Rudolf Christoph Eucken (January 5, 1846September 15, 1926) was a German philosopher, and the winner of the 1908 Nobel Prize for Literature.

Biography

He was born in Aurich, Hanover (now Germany), and studied at Göttingen University and Berlin University. In 1871, after five years working as a school teacher, he was appointed Professor of Philosophy at the University of Basel, Switzerland. He stayed there until 1874 when he took up a similar position at the University of Jena, Germany in 1874. He stayed there until he retired in 1920. From 1913-1914 he served as guest lecturer at New York University. He married in 1882 and had a daughter and two sons. His son Walter Eucken became a famous founder of neoliberal thought in economics.

Eucken died in Jena at the age of 80.

His philosophy was based around human experience, maintaining that humans have souls, and that they are therefore at the junction between nature and spirit. He believed that people should overcome their non-spiritual nature by continuous efforts to achieve a spiritual life. He called this Ethical activism.

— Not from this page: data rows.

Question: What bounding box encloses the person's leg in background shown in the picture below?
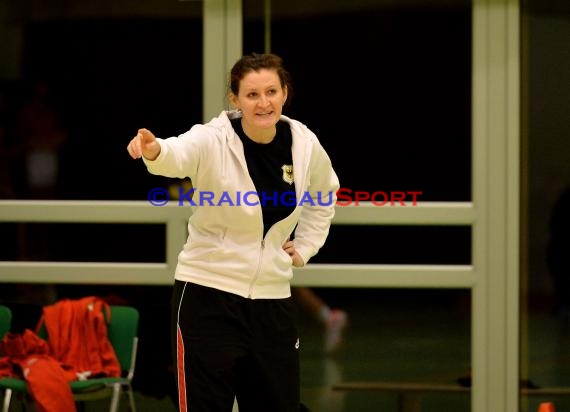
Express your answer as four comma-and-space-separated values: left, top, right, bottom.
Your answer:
291, 287, 348, 355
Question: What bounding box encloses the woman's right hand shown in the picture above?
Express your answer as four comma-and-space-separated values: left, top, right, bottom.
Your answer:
127, 129, 160, 160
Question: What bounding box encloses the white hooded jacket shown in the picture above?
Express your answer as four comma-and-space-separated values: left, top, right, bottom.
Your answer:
144, 111, 339, 299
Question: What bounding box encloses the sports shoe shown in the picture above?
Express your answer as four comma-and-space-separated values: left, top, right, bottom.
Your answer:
324, 309, 348, 355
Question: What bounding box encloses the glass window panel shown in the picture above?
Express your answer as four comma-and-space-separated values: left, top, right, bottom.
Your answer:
0, 4, 203, 200
244, 0, 471, 201
311, 225, 471, 265
300, 288, 471, 412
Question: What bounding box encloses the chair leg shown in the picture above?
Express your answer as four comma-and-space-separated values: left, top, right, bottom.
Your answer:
109, 383, 121, 412
127, 385, 137, 412
2, 389, 12, 412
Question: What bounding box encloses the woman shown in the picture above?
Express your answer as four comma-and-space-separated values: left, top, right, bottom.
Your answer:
128, 54, 339, 412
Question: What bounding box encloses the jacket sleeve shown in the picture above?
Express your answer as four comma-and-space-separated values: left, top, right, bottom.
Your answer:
143, 125, 208, 179
294, 139, 340, 264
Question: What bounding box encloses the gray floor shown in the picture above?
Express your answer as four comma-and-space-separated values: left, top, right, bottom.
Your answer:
11, 289, 570, 412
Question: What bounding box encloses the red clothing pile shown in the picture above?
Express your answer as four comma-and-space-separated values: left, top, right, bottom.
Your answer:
0, 296, 121, 412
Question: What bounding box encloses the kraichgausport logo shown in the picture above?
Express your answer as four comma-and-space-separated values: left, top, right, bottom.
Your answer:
148, 187, 422, 207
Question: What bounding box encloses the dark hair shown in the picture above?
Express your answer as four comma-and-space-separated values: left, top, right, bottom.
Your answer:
229, 53, 293, 104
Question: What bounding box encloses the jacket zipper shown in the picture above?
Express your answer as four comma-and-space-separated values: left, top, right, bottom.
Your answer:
247, 239, 265, 299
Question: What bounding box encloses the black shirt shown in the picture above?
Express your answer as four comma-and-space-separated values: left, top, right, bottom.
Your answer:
231, 119, 296, 236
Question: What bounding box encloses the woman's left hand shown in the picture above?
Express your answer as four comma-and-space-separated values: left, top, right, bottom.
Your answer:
283, 240, 305, 268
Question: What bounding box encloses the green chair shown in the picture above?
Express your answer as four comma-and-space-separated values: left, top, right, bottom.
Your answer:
0, 306, 139, 412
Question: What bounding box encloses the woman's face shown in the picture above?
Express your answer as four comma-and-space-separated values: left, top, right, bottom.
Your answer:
232, 69, 287, 137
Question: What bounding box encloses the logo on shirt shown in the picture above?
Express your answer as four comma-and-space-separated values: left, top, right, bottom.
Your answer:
281, 165, 295, 185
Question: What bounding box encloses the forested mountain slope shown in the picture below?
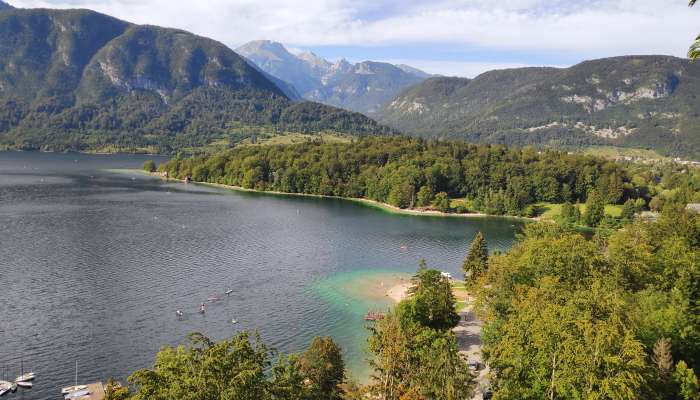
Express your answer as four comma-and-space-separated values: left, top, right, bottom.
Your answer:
379, 56, 700, 158
236, 40, 430, 115
0, 9, 388, 152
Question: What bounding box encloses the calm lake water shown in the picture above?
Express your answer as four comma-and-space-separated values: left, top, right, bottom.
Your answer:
0, 152, 519, 399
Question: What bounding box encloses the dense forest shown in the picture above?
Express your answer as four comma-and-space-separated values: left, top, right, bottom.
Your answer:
379, 55, 700, 159
101, 208, 700, 400
0, 8, 391, 154
101, 265, 473, 400
158, 137, 700, 226
471, 205, 700, 400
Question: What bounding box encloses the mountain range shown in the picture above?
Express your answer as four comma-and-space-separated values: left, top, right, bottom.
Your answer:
236, 40, 430, 116
0, 3, 389, 152
378, 56, 700, 159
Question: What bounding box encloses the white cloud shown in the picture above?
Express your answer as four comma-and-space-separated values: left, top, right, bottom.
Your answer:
10, 0, 700, 74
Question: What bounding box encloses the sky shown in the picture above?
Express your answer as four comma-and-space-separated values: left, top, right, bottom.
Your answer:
7, 0, 700, 77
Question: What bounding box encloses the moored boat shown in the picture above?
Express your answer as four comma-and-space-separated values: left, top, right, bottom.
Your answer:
15, 372, 36, 382
0, 381, 12, 396
15, 381, 34, 389
63, 389, 90, 399
61, 385, 87, 395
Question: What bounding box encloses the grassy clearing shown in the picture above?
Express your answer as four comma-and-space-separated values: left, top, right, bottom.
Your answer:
583, 146, 669, 161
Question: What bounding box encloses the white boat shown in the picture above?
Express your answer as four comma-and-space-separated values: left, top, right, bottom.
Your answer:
15, 360, 36, 387
15, 372, 36, 382
61, 360, 89, 398
61, 385, 87, 395
0, 381, 12, 396
63, 390, 90, 399
15, 381, 34, 389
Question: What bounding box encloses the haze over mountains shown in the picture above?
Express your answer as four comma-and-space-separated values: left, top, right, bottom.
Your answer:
236, 40, 430, 116
0, 7, 388, 152
379, 56, 700, 158
0, 1, 700, 159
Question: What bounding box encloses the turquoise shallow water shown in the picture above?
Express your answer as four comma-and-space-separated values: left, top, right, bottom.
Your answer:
0, 152, 519, 400
311, 269, 411, 382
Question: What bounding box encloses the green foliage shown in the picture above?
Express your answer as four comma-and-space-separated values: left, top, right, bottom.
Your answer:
433, 192, 450, 212
477, 206, 700, 399
123, 332, 344, 400
0, 9, 392, 153
301, 337, 345, 400
379, 56, 700, 159
164, 137, 700, 219
143, 160, 156, 172
620, 199, 638, 224
129, 332, 270, 400
409, 268, 460, 330
583, 190, 605, 227
462, 232, 489, 284
560, 201, 581, 225
688, 0, 700, 60
416, 186, 435, 207
369, 267, 472, 400
673, 361, 700, 400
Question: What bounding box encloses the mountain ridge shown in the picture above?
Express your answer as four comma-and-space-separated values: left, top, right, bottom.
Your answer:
0, 9, 391, 152
236, 40, 430, 116
378, 55, 700, 158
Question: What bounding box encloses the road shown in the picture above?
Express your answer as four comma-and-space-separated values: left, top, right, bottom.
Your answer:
453, 298, 489, 400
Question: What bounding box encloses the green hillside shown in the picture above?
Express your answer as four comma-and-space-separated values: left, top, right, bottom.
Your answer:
379, 56, 700, 158
0, 9, 389, 152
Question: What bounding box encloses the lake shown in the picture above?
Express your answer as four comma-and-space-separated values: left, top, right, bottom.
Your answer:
0, 152, 520, 399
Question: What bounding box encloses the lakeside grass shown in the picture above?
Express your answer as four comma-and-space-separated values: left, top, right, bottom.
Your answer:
535, 202, 622, 220
123, 169, 538, 221
583, 146, 671, 161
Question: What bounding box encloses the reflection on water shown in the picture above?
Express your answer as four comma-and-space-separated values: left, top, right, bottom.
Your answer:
0, 153, 517, 399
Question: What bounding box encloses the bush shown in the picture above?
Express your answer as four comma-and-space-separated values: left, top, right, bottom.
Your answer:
143, 160, 156, 172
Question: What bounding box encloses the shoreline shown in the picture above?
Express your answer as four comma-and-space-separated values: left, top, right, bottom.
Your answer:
126, 169, 542, 222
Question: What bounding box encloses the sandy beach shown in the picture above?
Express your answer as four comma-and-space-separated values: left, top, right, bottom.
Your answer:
386, 282, 411, 303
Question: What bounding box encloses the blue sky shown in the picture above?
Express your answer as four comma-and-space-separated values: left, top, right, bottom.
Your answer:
8, 0, 700, 77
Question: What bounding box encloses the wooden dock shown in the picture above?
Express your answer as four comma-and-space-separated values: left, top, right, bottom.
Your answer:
65, 382, 105, 400
365, 311, 386, 321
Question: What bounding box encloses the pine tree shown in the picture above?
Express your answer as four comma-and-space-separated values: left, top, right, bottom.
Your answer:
651, 338, 673, 383
584, 190, 605, 227
462, 232, 489, 283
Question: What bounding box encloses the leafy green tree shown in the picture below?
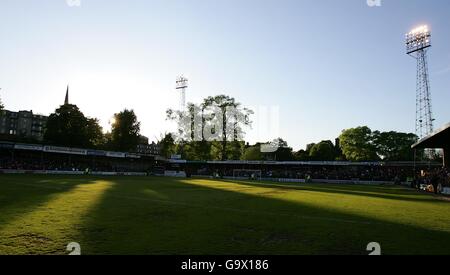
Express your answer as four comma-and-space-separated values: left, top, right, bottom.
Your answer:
294, 150, 310, 161
309, 140, 336, 161
202, 95, 253, 160
264, 138, 294, 161
111, 109, 141, 152
339, 126, 380, 161
158, 134, 177, 158
373, 131, 418, 161
44, 104, 103, 147
241, 144, 264, 160
166, 95, 253, 160
86, 118, 107, 148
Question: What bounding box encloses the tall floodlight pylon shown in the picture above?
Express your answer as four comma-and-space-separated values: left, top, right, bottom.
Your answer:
176, 76, 188, 111
406, 26, 434, 139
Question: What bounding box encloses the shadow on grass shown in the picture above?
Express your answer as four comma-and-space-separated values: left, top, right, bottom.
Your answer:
78, 178, 450, 255
0, 175, 102, 230
221, 181, 442, 206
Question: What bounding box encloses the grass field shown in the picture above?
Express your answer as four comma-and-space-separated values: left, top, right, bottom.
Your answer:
0, 175, 450, 255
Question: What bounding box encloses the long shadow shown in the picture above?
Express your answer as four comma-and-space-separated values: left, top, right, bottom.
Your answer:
78, 178, 450, 255
221, 181, 442, 203
0, 175, 102, 230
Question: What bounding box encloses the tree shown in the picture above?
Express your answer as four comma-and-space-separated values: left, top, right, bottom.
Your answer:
158, 133, 177, 158
111, 109, 141, 152
241, 143, 263, 160
373, 131, 418, 161
294, 150, 309, 161
265, 138, 294, 161
309, 140, 336, 161
166, 95, 253, 160
339, 126, 380, 161
202, 95, 253, 160
44, 104, 103, 147
86, 118, 107, 148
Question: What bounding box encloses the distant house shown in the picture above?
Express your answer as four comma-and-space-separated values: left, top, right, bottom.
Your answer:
0, 110, 48, 141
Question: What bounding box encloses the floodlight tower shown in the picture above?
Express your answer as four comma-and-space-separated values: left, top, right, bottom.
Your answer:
176, 76, 188, 111
406, 25, 434, 138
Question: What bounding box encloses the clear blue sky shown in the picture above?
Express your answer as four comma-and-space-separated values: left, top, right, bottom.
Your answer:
0, 0, 450, 149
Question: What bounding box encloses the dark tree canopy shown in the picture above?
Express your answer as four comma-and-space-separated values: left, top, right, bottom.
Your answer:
166, 95, 253, 160
111, 109, 141, 152
373, 131, 418, 161
309, 140, 337, 161
158, 134, 177, 158
44, 104, 102, 147
339, 126, 380, 161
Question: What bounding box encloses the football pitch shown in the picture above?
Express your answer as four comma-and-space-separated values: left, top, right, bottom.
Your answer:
0, 175, 450, 255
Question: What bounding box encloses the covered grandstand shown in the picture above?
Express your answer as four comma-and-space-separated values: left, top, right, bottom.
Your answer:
412, 123, 450, 168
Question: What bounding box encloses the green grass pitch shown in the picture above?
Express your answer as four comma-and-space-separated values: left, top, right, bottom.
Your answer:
0, 175, 450, 255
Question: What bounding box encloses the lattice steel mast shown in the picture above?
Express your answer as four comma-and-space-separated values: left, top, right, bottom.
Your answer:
176, 76, 188, 111
406, 26, 434, 138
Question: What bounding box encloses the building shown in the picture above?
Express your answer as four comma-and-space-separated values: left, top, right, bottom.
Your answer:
412, 123, 450, 167
136, 136, 160, 156
0, 110, 47, 141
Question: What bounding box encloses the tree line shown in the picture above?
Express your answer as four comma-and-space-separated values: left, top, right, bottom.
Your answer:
44, 104, 140, 152
160, 95, 418, 161
0, 95, 418, 161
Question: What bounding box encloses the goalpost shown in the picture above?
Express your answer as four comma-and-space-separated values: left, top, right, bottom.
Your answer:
233, 169, 262, 180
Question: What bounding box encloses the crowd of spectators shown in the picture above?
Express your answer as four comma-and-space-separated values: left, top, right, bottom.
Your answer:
0, 153, 153, 172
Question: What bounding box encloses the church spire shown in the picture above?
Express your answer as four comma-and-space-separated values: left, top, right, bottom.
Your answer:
64, 85, 69, 105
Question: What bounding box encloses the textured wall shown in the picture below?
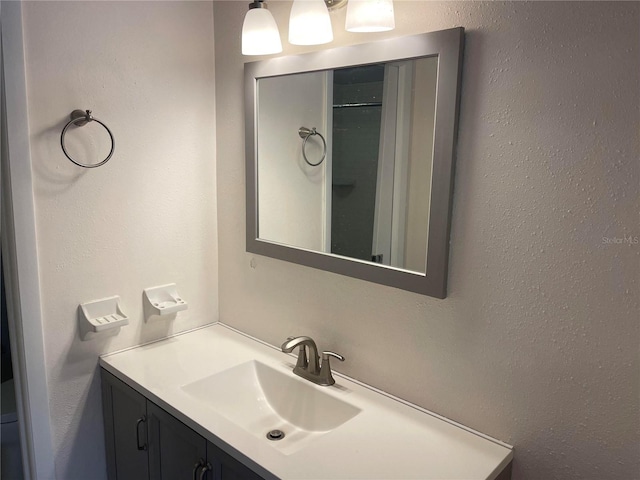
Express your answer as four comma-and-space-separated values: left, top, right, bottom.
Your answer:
23, 2, 218, 480
214, 1, 640, 480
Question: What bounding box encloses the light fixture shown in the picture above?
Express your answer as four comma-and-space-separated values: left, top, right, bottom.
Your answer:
242, 0, 395, 55
242, 0, 282, 55
289, 0, 333, 45
345, 0, 396, 32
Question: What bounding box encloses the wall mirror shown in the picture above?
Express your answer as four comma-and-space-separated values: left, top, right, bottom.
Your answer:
245, 28, 464, 298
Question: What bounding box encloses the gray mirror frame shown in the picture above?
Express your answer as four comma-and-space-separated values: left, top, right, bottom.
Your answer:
244, 27, 464, 298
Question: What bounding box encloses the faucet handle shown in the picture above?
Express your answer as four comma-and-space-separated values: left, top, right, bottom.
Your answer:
287, 337, 309, 370
318, 352, 344, 386
322, 352, 344, 362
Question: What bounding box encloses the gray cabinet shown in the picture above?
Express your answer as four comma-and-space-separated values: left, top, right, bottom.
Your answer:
101, 369, 263, 480
102, 370, 149, 480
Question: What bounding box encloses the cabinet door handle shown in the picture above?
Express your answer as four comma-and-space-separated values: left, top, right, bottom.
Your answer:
193, 458, 206, 480
200, 462, 213, 480
136, 415, 147, 450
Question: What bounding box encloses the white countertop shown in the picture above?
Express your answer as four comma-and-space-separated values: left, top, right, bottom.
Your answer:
100, 324, 513, 480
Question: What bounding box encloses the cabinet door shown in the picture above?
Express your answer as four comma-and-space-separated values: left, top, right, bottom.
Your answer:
205, 442, 263, 480
101, 370, 149, 480
147, 402, 207, 480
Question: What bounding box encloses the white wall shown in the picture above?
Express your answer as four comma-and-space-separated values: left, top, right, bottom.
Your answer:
258, 72, 328, 251
214, 1, 640, 480
23, 1, 218, 480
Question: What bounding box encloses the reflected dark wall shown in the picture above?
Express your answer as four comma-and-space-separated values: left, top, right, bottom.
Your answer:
0, 254, 13, 382
331, 65, 384, 261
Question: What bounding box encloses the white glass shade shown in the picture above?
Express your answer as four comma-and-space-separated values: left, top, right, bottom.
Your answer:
289, 0, 333, 45
242, 8, 282, 55
345, 0, 396, 32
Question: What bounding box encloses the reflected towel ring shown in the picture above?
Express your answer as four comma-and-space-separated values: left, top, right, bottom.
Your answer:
60, 110, 116, 168
298, 127, 327, 167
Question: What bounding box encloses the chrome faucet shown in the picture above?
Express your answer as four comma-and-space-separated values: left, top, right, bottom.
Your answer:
281, 337, 344, 386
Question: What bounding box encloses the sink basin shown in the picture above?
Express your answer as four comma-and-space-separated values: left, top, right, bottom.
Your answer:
182, 361, 360, 454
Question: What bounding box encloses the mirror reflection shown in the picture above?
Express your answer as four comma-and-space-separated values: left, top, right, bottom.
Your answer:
257, 56, 438, 274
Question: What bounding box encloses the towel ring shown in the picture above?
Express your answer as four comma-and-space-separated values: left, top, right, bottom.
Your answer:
60, 110, 116, 168
298, 127, 327, 167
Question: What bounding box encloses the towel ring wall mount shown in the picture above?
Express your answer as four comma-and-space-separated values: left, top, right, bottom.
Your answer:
298, 127, 327, 167
60, 110, 116, 168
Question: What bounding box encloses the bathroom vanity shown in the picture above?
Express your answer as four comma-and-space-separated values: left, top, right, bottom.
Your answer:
100, 323, 513, 480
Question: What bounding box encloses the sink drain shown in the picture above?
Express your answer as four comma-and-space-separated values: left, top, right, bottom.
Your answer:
267, 429, 284, 442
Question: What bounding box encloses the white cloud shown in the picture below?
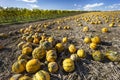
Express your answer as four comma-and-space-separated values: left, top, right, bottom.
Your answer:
27, 4, 39, 9
22, 0, 37, 3
73, 4, 82, 10
83, 3, 104, 10
105, 3, 120, 10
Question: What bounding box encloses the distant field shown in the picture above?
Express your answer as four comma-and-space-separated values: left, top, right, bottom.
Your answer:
0, 9, 120, 80
0, 7, 90, 24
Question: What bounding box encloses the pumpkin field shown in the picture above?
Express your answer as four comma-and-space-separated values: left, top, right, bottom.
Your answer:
0, 10, 120, 80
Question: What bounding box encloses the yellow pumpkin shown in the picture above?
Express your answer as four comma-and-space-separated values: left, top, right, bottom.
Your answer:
105, 51, 120, 61
10, 74, 22, 80
0, 33, 8, 38
83, 26, 89, 32
92, 51, 103, 61
32, 46, 46, 59
46, 50, 57, 62
48, 62, 58, 73
55, 43, 64, 53
33, 70, 50, 80
70, 54, 78, 61
91, 36, 101, 44
22, 47, 33, 55
18, 75, 32, 80
90, 43, 97, 49
63, 58, 75, 72
109, 22, 115, 27
26, 59, 41, 73
62, 37, 68, 43
84, 37, 91, 43
18, 54, 30, 60
77, 49, 86, 58
17, 41, 25, 49
101, 28, 108, 33
0, 45, 4, 50
68, 44, 77, 53
12, 59, 27, 73
33, 38, 39, 44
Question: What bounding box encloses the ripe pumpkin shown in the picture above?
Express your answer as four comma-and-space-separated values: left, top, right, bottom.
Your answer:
22, 47, 33, 55
33, 38, 39, 44
33, 70, 50, 80
32, 46, 46, 59
40, 41, 53, 50
101, 28, 108, 33
68, 44, 77, 53
48, 62, 58, 73
105, 51, 120, 61
17, 41, 25, 49
19, 75, 32, 80
84, 37, 91, 43
46, 50, 57, 62
55, 43, 64, 53
77, 49, 86, 58
83, 26, 89, 32
26, 59, 41, 73
12, 59, 27, 73
63, 58, 75, 72
91, 36, 101, 44
70, 54, 78, 61
10, 74, 22, 80
92, 51, 103, 61
90, 43, 97, 49
18, 54, 30, 60
62, 37, 68, 43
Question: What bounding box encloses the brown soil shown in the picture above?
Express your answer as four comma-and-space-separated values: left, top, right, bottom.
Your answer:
0, 12, 120, 80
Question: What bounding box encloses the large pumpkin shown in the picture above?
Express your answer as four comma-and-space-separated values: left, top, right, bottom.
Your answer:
32, 46, 46, 59
46, 50, 57, 62
55, 43, 64, 53
33, 70, 50, 80
26, 59, 41, 73
12, 59, 27, 73
63, 58, 75, 72
68, 44, 77, 53
48, 62, 58, 73
22, 47, 33, 55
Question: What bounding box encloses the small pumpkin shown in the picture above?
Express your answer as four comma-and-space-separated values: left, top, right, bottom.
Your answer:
90, 43, 97, 50
48, 62, 58, 73
92, 51, 103, 61
26, 59, 41, 73
17, 41, 25, 49
18, 54, 30, 60
22, 47, 33, 55
84, 37, 91, 43
70, 54, 78, 61
10, 74, 22, 80
12, 59, 27, 73
77, 49, 86, 58
33, 70, 50, 80
105, 51, 120, 62
83, 26, 89, 32
32, 46, 46, 59
55, 43, 64, 53
101, 28, 108, 33
46, 50, 57, 62
63, 58, 75, 72
91, 36, 101, 44
62, 37, 68, 43
68, 44, 77, 53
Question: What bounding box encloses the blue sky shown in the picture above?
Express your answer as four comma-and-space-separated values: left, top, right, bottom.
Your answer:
0, 0, 120, 10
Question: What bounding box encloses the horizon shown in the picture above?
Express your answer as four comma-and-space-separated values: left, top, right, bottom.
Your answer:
0, 0, 120, 11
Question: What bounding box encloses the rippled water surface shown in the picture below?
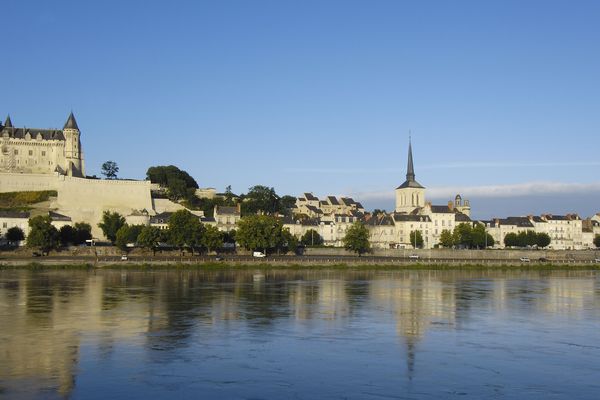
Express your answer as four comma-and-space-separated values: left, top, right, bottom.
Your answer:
0, 270, 600, 399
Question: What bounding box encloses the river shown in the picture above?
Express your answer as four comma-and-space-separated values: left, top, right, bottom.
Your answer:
0, 269, 600, 399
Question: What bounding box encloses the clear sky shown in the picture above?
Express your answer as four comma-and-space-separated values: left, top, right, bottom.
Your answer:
0, 0, 600, 217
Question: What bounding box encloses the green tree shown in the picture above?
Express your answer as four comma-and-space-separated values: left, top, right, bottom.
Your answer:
146, 165, 198, 204
300, 229, 323, 246
235, 215, 283, 254
100, 161, 119, 179
98, 211, 125, 244
73, 222, 92, 245
410, 230, 423, 249
27, 215, 59, 254
343, 221, 371, 257
281, 228, 298, 253
454, 222, 473, 248
5, 226, 25, 244
242, 185, 280, 215
58, 225, 76, 247
168, 210, 204, 254
115, 224, 144, 251
536, 232, 552, 248
137, 226, 163, 255
440, 229, 454, 248
202, 225, 223, 251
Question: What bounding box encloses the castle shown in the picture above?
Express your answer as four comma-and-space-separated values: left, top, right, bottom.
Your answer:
0, 112, 85, 178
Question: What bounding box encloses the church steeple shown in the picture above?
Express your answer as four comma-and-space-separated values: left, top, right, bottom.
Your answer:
406, 136, 415, 182
398, 136, 423, 189
63, 111, 79, 130
4, 115, 13, 128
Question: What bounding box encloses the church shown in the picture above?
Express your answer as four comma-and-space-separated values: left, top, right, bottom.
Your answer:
0, 112, 85, 178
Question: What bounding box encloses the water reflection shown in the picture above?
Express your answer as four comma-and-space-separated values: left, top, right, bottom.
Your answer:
0, 270, 600, 398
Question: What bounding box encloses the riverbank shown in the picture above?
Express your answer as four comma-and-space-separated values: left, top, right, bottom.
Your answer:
0, 258, 600, 271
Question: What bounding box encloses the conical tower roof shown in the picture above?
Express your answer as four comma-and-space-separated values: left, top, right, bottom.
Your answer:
397, 138, 425, 189
63, 111, 79, 130
4, 115, 13, 128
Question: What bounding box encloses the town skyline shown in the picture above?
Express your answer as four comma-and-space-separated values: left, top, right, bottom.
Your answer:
0, 2, 600, 218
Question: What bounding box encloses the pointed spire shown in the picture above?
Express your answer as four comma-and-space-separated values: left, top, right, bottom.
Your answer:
63, 111, 79, 130
406, 133, 415, 182
4, 114, 13, 128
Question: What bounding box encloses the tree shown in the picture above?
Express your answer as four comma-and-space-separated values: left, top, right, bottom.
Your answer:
235, 215, 283, 254
281, 228, 298, 253
58, 225, 76, 247
454, 222, 473, 248
242, 185, 280, 215
100, 161, 119, 179
168, 210, 204, 254
343, 221, 371, 257
73, 222, 92, 245
6, 226, 25, 243
27, 215, 59, 254
202, 225, 223, 251
137, 226, 163, 255
115, 224, 144, 251
300, 229, 323, 246
98, 211, 125, 244
410, 231, 423, 249
536, 232, 552, 248
440, 229, 454, 248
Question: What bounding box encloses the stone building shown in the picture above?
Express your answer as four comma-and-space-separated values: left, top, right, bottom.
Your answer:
0, 113, 85, 177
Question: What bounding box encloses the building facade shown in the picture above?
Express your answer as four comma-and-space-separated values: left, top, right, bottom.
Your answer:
0, 113, 85, 177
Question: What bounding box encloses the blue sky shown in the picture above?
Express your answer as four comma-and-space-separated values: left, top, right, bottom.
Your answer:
0, 0, 600, 217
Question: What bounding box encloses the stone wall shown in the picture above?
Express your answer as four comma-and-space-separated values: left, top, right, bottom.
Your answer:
304, 248, 600, 262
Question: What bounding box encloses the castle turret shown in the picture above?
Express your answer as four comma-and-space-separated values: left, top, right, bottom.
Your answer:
396, 138, 425, 214
63, 112, 85, 177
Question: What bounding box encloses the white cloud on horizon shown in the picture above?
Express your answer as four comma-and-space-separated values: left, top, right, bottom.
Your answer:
352, 182, 600, 201
284, 161, 600, 174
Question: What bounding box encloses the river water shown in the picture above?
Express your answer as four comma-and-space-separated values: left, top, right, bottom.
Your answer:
0, 269, 600, 399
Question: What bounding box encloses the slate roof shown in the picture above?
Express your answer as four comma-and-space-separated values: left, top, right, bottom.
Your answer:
2, 127, 65, 140
48, 211, 71, 222
0, 210, 30, 219
216, 206, 240, 215
304, 193, 319, 201
327, 196, 340, 206
431, 205, 454, 214
394, 213, 431, 222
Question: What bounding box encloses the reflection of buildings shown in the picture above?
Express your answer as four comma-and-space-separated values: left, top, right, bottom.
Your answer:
0, 272, 169, 395
370, 273, 456, 378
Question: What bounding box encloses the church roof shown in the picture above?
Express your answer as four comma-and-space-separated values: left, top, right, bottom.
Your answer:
396, 139, 425, 189
63, 111, 79, 130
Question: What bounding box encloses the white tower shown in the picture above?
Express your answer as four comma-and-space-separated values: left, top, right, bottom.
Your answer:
396, 138, 425, 214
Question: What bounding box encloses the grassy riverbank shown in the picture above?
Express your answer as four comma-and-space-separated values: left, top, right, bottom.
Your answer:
0, 262, 600, 271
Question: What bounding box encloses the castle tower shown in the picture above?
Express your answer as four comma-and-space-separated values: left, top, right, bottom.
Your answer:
396, 138, 425, 214
63, 112, 85, 177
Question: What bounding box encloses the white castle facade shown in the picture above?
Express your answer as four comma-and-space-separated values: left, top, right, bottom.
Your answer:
0, 113, 85, 178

It seems as if man could never escape from himself, and yet, when shut in to the monotony of his own sphere, he is overwhelmed with a sense of emptiness. The only remedy here is radically to alter the conception of man himself, to distinguish within him the narrower and the larger life, the life that is straitened and finite and can never transcend itself, and an infinite life through which he enjoys communion with the immensity and the truth of the universe. Can man rise to this spiritual level? On the possibility of his doing so rests all our hope of supplying any meaning or value to life (R. C. Eucken, Der Sinn und Wert des Lebens, p. 81).

Major works

He was a prolific writer; his best-known works are:

  • Die Lebensanschauungen der großen Denker (1890) (The Problem of Human Life as Viewed by the Great Thinkers)
  • Der Kampf um einen geistigen Lebensinhalt (1896) (The Struggle for a Spiritual Content of Life),
  • Der Wahrheitsgehalt der Religion (1901) (The Truth of Religion),
  • Grundlinien einer neuen Lebensanschauung (1907) (Life's Basis and Life's Ideal: The Fundamentals of a New Philosophy of Life),
  • Der Sinn und Wert des Lebens (1908) (The Meaning and Value of Life)
  • Geistige Strömungen der Gegenwart (1908) (Main Currents of Modern Thought)
  • Können wir noch Christen sein? (1911) (Can We Still Be Christians?).
  • Present Day Ethics in their Relation to the Spiritual Life (1913) (Deem Lectures given at New York University)
  • Der Sozialismus und seine Lebensgestaltung (1920) (Socialism: an Analysis)

He delivered lectures in England in 1911 and spent six months lecturing at Harvard University and elsewhere in the United States in 1912–1913.